President Trump's Fateful Choice

President Trump ran as a Republican, but he did not win as a Republican.  He won as a populist.  If he is to be a successful president and win re-election, he needs to make a fateful choice: will he govern as a populist or as a Republican?  If he chooses the latter, he will fail.

Unfortunately, the president seems to be leaning more and more towards governing as a Republican.  The tax reform proposal he recently offered is classic Republican:  it may benefit the middle class indirectly by creating more jobs, but its direct beneficiaries are high-income people.  One simple change would transform it into a populist measure: a high tax rate, say 75%, on earned incomes over $1,000,000 annually (indexed for inflation).  The people who elected Mr. Trump would cheer.
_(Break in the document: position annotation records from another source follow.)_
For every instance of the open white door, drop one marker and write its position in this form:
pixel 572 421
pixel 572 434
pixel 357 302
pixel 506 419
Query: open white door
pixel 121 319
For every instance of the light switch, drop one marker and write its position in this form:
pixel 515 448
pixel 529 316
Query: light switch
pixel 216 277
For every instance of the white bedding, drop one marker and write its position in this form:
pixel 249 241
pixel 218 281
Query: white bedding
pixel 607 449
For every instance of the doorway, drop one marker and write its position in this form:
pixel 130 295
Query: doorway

On the vexing problem of health insurance, the president’s latest action, cutting government subsidies to insurance companies to subsidize low income people, may hurt Trump voters.  Many of his supporters have modest incomes. They are not Republicans with money to burn.  The populist answer to health care is Medicare for all, with Medicare’s ability to control prices.  The origin of the health care affordability problem is grossly excessive prices for anything labelled “medical”. Any policy that does not deal with those prices is a band-aid.

In foreign and defense policy, Trump voters do not want more unnecessary wars halfway around the world that kill our kids and waste our money.  That is the populist position: America first.  If we are attacked, we fight, but why should young Americans die in the centuries-old war between Sunni and Shiite Islamics?  Here again, President Trump seems to be governing as a Republican, not a populist.  Continuing the futile war in Afghanistan, re-involving ourselves on the ground in Iraq, putting “advisors” in Syria, spooling up the long-standing and strategically meaningless war of words with North Korea—none of this is populist.  It all comes from the playbook of Republicans such as Senators John McCain and Lindsey Graham, who cannot stand the thought that there is a quarrel somewhere in the world in which the U.S. is not involved.

I suspect President Trump knows the Republicans have taken over his administration and pushed the populism that elected him to the side.  Unfortunately, he seems not to know what to do about it.  There are sources of ideas and people from which he could assemble a different, populist-conservative agenda and set of advisors.  I write for one of them, The American Conservative magazine.

What the Republicans in and around the White House do not understand, in addition to the bankruptcy of the Republican “we serve the rich” agenda, is that populism is the wave of the future, both here and in Europe and on the Left as well as the Right.  Establishment Republicans and Democrats alike fear populism.  But to a president elected because he was seen as a populist, the populist wave of the future is one he should seek to ride.  If not President Trump then someone else will combine the Trump and Sanders voters into a new, enduring political majority that will shape America’s future agenda.  In the end, it is not President Trump or Senator Sanders who is important.  It is the people who voted for both.